Probability of encountering a control string in random data

131 Views Asked by At

I'm writing a program that diffs two binary files with a common ancestor, where subsequent insertions/deletions/alterations have been made. While writing the program, I got to thinking about this statistical question:

$B$ is an arbitrary length stream of random bits .

$B_1$ is an array which partitions $B$ into $N$-bit long segments, where $B_1[0]$ is the first $N$ bits of $B$, $B_1[1]$ is the next $N$ bits of $B$, etc.

Given an $N$-bit long "control sequence" $C$, we have two probabilities:

$P_1$ is the probability that any of the first $M$ entries in $B_1$ matches $C$.

$P_2$ is the probability that $C$ is a substring of the first $N+M-1$ bits of $B$.

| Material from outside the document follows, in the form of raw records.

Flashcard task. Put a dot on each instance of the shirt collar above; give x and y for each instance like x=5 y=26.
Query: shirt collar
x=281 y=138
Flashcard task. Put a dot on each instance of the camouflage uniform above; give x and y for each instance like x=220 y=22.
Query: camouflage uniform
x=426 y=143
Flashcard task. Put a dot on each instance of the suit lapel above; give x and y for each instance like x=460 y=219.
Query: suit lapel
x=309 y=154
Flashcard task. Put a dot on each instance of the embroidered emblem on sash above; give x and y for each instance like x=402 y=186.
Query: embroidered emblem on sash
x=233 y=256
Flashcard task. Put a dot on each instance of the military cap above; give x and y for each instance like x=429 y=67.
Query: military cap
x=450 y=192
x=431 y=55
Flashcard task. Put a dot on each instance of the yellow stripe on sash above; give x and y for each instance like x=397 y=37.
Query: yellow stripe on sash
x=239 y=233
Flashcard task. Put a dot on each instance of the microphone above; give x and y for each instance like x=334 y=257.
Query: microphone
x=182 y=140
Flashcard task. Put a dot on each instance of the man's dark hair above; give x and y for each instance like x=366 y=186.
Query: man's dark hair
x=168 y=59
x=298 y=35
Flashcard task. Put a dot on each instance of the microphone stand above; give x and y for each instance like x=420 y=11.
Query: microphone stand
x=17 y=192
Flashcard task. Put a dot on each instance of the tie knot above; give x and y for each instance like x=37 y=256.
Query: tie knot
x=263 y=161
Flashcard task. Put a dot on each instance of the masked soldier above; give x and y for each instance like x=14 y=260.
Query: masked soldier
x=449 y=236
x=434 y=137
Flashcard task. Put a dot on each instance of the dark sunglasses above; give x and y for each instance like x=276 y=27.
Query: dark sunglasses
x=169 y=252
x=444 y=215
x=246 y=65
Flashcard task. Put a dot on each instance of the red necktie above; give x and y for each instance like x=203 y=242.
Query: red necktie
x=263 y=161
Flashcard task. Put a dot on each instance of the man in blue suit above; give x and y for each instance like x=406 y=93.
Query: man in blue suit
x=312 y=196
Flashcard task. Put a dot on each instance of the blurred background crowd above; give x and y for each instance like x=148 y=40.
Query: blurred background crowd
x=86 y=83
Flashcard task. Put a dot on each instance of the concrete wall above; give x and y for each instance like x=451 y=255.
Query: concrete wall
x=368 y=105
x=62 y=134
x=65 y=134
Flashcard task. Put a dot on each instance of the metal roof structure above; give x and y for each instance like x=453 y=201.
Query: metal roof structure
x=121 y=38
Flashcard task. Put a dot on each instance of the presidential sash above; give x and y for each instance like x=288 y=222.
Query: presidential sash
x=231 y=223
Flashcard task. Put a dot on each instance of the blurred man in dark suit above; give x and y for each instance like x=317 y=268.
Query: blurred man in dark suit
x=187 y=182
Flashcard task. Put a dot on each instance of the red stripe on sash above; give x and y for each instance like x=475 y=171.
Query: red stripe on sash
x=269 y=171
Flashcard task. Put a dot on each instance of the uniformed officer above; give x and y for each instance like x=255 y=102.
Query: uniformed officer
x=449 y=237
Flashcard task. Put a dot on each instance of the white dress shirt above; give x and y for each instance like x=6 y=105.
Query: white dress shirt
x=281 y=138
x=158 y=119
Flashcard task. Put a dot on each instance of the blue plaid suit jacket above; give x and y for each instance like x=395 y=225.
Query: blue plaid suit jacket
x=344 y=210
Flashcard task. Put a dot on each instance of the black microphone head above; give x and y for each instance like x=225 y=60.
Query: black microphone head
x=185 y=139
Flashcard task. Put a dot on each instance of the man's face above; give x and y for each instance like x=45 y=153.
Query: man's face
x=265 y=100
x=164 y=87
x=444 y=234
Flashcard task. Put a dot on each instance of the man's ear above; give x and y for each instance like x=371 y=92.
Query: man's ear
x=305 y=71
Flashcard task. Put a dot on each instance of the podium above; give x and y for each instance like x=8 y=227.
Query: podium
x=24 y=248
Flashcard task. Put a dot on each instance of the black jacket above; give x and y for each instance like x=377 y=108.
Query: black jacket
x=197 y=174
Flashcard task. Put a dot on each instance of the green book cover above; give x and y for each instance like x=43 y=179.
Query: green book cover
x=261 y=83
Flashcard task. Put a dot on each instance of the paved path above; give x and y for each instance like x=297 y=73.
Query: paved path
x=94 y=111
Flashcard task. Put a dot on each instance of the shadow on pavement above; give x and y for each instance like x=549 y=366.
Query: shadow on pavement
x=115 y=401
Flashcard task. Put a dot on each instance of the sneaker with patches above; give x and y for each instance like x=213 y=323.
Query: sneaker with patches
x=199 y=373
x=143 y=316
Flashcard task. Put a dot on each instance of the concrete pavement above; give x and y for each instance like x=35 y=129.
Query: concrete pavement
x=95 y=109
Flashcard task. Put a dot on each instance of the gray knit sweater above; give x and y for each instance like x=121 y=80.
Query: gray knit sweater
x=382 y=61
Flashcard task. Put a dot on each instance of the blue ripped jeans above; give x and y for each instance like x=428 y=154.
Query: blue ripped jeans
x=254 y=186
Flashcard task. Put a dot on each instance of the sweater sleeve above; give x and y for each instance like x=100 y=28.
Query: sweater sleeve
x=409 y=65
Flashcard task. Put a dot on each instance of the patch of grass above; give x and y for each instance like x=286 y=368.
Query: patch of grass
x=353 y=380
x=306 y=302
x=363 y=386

Are $P_1$ and $P_2$ equivalent, or is one more probable than the other? My gut feeling is that the two are equivalent, but I can't figure out how to prove it.

1

There are 1 best solutions below

1
On BEST ANSWER

In general it depends on the string. $P_1$ does not depend on your chosen string. It can be expressed as $1-\left(1-2^{-N}\right)^M$. $2^{-N}$ is the probability of matching each element of $B_1$, so $\left(1-2^{N}\right)^M$ is the probability of not matching any of the $M$ elements of the array.

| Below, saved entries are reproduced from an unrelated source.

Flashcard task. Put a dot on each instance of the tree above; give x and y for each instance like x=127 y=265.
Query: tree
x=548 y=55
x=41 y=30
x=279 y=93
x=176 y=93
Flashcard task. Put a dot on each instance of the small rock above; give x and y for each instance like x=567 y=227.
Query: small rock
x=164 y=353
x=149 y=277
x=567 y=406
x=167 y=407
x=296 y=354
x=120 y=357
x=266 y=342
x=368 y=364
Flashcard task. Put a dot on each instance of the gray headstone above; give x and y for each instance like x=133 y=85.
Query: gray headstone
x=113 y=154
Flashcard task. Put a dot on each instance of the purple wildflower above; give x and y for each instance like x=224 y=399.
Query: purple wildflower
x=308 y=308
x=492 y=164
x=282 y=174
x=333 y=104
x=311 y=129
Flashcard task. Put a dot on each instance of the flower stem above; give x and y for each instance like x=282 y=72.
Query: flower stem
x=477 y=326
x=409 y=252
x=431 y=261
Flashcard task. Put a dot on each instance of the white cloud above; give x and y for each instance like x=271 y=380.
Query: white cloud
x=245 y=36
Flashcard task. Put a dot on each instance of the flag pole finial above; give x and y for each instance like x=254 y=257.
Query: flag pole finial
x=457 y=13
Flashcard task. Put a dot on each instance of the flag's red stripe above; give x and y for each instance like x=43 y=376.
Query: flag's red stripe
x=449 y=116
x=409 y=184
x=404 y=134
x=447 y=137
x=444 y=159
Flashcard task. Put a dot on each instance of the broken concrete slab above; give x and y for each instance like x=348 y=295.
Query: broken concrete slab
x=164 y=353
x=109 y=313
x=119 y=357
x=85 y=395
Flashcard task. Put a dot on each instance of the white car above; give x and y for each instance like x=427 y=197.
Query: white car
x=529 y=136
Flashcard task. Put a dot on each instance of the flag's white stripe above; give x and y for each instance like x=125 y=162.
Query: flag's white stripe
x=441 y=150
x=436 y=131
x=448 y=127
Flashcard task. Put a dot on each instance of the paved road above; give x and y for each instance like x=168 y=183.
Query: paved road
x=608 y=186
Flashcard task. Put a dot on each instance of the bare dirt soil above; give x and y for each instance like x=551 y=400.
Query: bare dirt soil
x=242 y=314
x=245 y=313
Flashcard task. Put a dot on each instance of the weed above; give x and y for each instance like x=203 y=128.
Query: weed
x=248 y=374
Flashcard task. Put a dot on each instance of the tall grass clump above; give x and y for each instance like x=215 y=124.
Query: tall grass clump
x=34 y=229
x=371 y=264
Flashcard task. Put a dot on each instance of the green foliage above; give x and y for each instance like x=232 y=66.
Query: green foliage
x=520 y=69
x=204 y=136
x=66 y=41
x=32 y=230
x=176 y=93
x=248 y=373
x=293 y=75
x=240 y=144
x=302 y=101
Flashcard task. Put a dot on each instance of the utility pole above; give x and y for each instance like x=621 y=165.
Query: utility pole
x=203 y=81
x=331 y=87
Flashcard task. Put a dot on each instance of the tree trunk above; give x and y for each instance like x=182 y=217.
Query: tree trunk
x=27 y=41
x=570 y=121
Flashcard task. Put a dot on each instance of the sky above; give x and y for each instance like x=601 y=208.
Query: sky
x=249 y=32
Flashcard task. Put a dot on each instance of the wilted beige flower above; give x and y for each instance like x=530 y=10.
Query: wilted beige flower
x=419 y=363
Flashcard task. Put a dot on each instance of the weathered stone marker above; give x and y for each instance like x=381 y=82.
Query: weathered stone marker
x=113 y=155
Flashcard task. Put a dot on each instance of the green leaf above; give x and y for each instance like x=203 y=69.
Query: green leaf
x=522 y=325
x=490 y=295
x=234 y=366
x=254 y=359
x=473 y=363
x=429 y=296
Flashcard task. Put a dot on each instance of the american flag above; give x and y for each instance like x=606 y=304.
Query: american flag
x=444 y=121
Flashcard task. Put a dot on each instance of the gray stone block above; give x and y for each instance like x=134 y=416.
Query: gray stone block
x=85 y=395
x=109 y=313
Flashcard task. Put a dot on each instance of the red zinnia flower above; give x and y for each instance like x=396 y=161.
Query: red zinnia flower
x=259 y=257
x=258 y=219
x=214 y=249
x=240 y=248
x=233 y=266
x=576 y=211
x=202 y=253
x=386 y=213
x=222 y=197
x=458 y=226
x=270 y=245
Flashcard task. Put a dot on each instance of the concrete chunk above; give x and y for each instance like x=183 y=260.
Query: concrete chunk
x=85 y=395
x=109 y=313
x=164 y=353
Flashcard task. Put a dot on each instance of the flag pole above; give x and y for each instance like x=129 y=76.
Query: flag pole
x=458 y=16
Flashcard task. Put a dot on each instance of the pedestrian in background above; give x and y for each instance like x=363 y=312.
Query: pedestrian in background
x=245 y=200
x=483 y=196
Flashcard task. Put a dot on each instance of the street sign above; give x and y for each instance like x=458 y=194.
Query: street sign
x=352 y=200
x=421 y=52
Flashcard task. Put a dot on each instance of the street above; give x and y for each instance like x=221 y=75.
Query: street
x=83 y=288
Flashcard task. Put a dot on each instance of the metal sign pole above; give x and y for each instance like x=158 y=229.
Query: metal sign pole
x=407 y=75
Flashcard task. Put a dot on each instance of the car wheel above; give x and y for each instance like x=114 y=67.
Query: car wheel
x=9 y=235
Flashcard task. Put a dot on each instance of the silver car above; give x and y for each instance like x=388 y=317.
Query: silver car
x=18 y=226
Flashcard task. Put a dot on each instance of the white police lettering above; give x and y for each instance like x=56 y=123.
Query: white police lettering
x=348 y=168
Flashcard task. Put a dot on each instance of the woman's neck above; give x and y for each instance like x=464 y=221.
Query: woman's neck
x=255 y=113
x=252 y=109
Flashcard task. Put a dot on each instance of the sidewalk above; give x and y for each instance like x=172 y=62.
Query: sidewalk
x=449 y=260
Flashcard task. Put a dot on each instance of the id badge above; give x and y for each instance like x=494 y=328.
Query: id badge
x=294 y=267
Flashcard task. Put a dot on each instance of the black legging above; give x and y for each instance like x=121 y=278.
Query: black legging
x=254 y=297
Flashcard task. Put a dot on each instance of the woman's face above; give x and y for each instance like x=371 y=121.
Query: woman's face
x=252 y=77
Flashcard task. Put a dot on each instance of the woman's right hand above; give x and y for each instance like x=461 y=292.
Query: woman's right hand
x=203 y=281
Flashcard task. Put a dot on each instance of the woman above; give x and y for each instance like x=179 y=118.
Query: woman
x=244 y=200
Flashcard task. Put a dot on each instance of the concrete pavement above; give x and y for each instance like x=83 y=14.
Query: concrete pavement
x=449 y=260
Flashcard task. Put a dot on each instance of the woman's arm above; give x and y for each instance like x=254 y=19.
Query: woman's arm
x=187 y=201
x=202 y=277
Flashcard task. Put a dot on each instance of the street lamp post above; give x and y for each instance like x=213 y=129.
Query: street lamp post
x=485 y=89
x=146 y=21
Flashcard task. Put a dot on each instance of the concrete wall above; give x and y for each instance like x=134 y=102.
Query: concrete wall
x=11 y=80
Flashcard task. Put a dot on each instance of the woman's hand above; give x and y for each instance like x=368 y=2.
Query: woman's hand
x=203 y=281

Consider for simplicity the case where $M=N=2$. In this case $P_1= 1-\left(1-\frac 14\right)^2 = \frac 7{16}$. You can check this for both strings (if you like) by counting the 16 possible $B$s.

But we can't have $P_1=P_2$ because $N+M-1 =3$ and there are only $8$ choices for the first three bits, so $P_2$ must be expressible as $\frac n8$.

We can count the sequences for each possible $C$. For $C=00$ the matching subsequences are $000$, $001$, $100$ so the probability $P_2=\frac 38 < \frac7{16}$.

For $C=01$ the matching subsequences are $001$, $010$, $011$, $101$ so the probability $P_2=\frac 48 > \frac7{16}$.

Notice that in each case $C$ appears four times in total out of the possible length three strings. For the case of $01$, $C$ appears once in each of the four matching strings. $00$ appears in only three sequences, but it appears twice in $000$!

In fact the rule is that the average number of matches is the same in both the $P_1$ and $P_2$ cases. (In general $\frac M{2^N}$) But the probability of seeing at least one match depends on the probability of seeing the string $C$ appear in multiple cases. For $P_1$ that doesn't depend on the string, but for $P_2$ strings with patterns are more likely to appear two or more times (because they can overlap) so the probability of matching at least once is smaller than for strings that don't repeat.